What is the evidence and where next for the market?
The Forestry Commission Standing Sales Index rose by 30% in the year to March 2019 (following the same rise in the previous year). However, evidence from the market shows a significant fall in prices since late 2018, probably wiping out most of the 2018 gains.
A number of factors have come together to lead to this change in sentiment with the largest being oversupply in Europe following storm and beetle damage. This has put relatively cheap sawn material into the UK market and downward pressure on prices. There was also some stock piling at ports in anticipation of Brexit related trading issue (anticipated in March 2019) and this material is also now trying to find a home in the UK market.
For woodland owners, this means that standing timber prices for spruce clear fell on typical sites in south Scotland/north England have dropped from £50-65/tonne to £40- 50/tonne. These are still good prices in historic terms and for clients with 40 year old crops this could equate to some £20,000/ha of clear profit at clear fell.
Saw logs are proving difficult to move from site at present and roadside stocks are often high. Additionally, some parcels of timber have not been sold as sellers failed to get a price they deemed acceptable.
Where does the market go from here?
When a market moves into a sudden period of over-supply prices can fall dramatically. Eventually some stability returns and we think this will happen as 2019 progresses.

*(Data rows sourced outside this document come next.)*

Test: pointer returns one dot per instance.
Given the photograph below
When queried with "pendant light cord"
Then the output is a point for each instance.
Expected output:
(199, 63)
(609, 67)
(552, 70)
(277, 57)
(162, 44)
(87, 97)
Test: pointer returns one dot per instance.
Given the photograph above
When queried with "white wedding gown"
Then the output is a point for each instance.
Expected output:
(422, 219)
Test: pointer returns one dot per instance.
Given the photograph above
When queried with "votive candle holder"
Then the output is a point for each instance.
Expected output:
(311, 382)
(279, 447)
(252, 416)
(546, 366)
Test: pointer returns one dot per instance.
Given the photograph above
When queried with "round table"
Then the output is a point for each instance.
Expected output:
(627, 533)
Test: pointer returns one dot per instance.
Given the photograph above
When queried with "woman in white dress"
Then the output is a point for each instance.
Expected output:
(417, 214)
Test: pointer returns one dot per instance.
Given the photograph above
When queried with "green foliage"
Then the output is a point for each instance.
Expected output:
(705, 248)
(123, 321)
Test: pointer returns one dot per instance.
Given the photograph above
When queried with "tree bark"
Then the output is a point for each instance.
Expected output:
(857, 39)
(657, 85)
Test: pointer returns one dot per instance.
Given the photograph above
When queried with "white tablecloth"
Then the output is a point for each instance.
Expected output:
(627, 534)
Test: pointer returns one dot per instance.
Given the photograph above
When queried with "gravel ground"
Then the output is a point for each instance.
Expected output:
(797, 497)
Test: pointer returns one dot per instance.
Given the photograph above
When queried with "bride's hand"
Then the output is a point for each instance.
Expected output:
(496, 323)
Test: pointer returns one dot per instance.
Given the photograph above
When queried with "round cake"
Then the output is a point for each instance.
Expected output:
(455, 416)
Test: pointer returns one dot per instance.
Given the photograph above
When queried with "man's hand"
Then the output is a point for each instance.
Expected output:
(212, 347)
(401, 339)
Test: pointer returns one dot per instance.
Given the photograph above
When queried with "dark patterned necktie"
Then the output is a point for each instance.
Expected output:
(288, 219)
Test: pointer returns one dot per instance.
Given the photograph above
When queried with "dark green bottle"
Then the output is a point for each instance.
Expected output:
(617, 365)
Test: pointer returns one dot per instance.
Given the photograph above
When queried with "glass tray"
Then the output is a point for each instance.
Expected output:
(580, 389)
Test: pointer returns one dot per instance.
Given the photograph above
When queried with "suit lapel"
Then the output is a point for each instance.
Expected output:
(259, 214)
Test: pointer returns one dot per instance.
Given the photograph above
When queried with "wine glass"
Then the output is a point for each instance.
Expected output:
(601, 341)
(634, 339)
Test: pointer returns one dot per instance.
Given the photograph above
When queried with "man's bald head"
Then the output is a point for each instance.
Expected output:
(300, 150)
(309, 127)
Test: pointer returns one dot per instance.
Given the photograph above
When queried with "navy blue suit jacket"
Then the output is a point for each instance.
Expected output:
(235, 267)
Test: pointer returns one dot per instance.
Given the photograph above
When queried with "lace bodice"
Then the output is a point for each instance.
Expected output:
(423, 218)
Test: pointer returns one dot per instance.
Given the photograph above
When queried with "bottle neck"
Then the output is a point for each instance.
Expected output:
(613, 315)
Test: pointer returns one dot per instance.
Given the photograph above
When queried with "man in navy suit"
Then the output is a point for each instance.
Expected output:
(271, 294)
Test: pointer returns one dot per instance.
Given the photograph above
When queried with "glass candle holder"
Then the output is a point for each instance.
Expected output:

Long term demand is predicted to rise significantly. If we are to tackle the climate crisis we will need to use a lot more wood and a lot less concrete. However, short to medium term there are a host of factors affecting price including economic activity, housing policy, European beetle damage, USA/China trade disputes, Brexit, etc., etc. All of which means that while the long term outlook is strong prices, the short to medium term is difficult to predict with much confidence.